5 Park-tacular Chippewa Valley Playgrounds

play-friendly starter spots in the area to get your kids moving

Hope Greene, photos by Hope Greene, Leah Dunbar, Andrea Paulseth |

Just as monkeys need bananas and something to climb on, human children need, well, bananas and something to climb on. Here are just five of the many great playground spots in and around Eau Claire. Use this guide as a treasure map that you can follow as a start to finding your own gems.

1. Robbins Elementary & Putnam Heights Elementary, Eau Claire: playtime megalopolis

These two school playgrounds have extensive and snazzy new equipment mixed in with some excellent oldies. Among its compelling contraptions, Robbins now has these modern wacky twisted fish-shaped needle-threading plastic climbers alongside a simple vintage geodesic dome, both equally as amusing to our young testers. (The geodesic dome probably more so simply for the physical comedy factor of me getting stuck inside it. I did not brave the fish needles.) Across town at Putnam Heights, the newest section of their huge playground is designed for kids with all kinds of mobilities and sensory differences, featuring, among other ingenious toys, a big blue sleigh-shaped see-saw spectacularly large enough to fit two wheelchairs, four kids on a sturdy bench, and at least a dozen more people if they cling to the outside (which it is designed for, so cling away, spider monkeys).

2. Rod and Gun Park, Eau Claire: tree-shaded tree hugging

If you’re nostalgic for the old-timey fun of sitting on a plank bridge poking at the sparkling water with a stick, making mud plumes and sending leaf boats floating away to glory or a watery grave, this is the one for you. A perfect kid-sized bubbling brook lined with smooth stones winds past the playground, the water is clear and just a few inches deep. Further along, the streams widen into larger and deeper water features inhabited by various interesting pond creatures. Tucked against a hill on one side and Half Moon Lake on the other, the playground area has very new woodland themed equipment, and there are restrooms if you follow the path into the larger park. Our testers left this playground wet from the ankles down, quibbling over who touched the best slimy thing, and trying to speak goose.

3. River Heights Elementary, Menomonie: it’s a castle

Yup. And what a castle – with sandboxes, Viking ship prow, short slides, wavy slides, spiral slides, swings, anthill climbing wall, handprint climbing wall, multilevel maze, ropes courses, balance beams, tots area, merry-go-round, jumpy bridge, monkey bars galore, and a painting of an erupting volcano on the side, as though it needed any extra mojo.

4. Irvine Park Fountain/Splash Pad, Chippewa Falls: throw in the towel

There is something about the act of splashing that activates a particular part of the child brain, the part that stores total insanity. You may have seen this happen at home in the bath where if not quickly checked, children turn to manic water-borne gibbons whipping up a tsunami of destructive glee.

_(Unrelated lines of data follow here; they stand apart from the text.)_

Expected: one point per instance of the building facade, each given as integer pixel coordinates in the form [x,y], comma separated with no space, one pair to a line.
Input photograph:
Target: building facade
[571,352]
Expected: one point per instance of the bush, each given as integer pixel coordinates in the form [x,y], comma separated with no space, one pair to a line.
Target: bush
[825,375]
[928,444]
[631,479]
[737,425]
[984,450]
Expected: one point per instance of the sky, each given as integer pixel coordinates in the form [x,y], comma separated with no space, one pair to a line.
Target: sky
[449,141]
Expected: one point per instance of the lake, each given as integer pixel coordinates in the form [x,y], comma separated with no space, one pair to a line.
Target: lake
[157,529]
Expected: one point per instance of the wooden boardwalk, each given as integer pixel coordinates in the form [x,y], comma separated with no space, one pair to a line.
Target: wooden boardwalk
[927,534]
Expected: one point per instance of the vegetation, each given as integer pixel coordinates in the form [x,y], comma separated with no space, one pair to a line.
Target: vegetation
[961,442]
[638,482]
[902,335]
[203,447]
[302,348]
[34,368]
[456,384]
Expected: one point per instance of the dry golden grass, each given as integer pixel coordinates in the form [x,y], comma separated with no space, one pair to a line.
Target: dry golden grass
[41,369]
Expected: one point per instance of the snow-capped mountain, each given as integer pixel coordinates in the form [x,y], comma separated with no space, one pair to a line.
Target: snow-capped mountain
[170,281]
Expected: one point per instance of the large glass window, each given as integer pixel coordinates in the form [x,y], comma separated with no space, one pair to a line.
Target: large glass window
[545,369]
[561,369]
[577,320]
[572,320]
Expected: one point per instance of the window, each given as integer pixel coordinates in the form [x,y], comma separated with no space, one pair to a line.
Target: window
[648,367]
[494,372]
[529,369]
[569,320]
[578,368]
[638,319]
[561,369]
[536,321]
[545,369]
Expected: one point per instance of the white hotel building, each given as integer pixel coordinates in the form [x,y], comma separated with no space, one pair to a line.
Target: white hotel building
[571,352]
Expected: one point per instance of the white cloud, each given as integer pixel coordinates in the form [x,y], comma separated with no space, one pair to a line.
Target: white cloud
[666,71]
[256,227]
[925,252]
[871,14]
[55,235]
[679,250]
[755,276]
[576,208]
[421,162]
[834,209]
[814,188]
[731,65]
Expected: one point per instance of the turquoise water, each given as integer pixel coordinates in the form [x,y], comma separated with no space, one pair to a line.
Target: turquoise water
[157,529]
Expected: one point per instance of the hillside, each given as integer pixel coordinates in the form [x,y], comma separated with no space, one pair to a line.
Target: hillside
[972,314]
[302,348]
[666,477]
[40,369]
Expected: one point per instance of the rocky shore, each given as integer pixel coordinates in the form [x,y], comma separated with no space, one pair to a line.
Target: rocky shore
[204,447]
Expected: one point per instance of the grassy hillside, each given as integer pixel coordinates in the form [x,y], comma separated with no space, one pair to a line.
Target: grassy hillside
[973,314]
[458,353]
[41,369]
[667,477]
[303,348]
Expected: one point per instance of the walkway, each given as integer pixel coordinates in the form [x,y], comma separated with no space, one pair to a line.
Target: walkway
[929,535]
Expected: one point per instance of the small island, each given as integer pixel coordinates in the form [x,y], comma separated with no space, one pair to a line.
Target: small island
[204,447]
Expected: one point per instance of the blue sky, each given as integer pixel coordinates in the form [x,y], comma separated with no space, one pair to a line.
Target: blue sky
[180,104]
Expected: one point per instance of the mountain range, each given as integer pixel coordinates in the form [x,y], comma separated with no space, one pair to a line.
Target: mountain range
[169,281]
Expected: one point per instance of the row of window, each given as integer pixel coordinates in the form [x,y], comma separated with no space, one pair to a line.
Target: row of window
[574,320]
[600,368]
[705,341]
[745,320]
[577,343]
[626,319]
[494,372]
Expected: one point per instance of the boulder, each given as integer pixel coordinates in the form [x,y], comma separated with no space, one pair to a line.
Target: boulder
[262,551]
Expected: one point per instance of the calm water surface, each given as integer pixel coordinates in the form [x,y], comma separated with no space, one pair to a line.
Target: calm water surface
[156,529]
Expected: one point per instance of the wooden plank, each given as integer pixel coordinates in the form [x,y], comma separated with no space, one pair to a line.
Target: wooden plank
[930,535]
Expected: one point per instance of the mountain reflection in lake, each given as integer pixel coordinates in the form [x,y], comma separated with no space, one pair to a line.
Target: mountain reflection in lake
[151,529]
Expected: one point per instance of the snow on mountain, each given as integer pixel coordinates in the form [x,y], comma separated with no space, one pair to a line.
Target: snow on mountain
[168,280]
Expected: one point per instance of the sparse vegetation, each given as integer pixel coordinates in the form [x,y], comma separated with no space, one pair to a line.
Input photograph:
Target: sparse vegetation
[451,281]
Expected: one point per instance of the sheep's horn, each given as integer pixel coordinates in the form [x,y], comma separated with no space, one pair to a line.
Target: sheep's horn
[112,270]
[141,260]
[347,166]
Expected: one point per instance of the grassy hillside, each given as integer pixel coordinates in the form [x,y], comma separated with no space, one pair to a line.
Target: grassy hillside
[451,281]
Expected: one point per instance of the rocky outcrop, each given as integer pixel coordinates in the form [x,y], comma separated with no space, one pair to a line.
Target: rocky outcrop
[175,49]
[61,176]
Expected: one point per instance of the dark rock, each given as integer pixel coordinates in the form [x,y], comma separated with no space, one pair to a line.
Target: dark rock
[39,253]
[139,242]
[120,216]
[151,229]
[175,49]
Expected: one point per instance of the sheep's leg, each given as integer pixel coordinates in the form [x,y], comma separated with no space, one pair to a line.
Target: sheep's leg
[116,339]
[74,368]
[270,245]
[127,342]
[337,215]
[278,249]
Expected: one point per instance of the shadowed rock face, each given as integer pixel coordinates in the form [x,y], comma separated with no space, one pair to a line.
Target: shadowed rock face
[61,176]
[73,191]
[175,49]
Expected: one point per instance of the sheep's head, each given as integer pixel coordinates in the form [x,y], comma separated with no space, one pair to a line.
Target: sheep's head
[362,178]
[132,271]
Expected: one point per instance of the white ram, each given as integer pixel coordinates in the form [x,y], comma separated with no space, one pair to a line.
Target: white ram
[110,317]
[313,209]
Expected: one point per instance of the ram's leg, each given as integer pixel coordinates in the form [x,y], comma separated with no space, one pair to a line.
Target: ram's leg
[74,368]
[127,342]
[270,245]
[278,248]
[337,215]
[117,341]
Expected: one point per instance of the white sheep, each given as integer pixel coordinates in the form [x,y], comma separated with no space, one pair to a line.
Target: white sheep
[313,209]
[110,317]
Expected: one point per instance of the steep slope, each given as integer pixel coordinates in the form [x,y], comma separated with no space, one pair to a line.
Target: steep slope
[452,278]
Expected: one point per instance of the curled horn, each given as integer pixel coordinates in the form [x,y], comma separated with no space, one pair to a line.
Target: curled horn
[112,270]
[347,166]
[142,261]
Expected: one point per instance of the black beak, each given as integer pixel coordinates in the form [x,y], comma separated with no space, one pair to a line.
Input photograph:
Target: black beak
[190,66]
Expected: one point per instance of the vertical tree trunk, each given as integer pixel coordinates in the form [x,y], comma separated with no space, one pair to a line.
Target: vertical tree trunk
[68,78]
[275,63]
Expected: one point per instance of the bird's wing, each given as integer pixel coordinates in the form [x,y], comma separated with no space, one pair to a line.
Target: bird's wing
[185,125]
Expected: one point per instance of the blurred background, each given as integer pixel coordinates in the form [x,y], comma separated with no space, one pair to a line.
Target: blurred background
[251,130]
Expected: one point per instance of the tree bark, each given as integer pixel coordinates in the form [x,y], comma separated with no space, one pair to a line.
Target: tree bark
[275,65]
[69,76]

Chippewa Falls has provided a place where those lovely ones can vent all their shrieky splashy joy in safety and without your porous house surfaces soaking it up, leaving you on the bench to supervise their water play while still able to enjoy a vivacious discussion on Brangelina or Wittgenstein or whatever it is you like to talk to other parents about. The splash pad is only one of the interesting things at Irvine Park, which includes – among other things – several playgrounds and a small zoo.

5. Carson Park, Eau Claire: it may have a space portal

Carson Park, by all accounts, remains the queen of Eau Claire playgrounds. It’s shaded by the surrounding forest, massive in size, bescupltured by a bronze statue of motherhood, with interesting trails leading off into the trees, views of Half Moon Lake, restrooms, and is home to the famously long tube slides. Just how long are the famously long tube slides? Our careful measurement got us an answer of long enough to be pretty freaking exciting to someone three feet tall with half an imagination. These slides are the best “because it might take you to space or to a pink bunny’s house,” said our 3-year-old tester, and continued, “but sometimes it takes you to the slide bottom and then you go again.” The behemoths are newly safetyed up with fresh steps and split rail fences to squelch the urge to climb on the giant inviting rocks. But even tamed by prudent framing we agree they are definitely long enough to get you into space, or at least get you going fast enough to have a shot at it.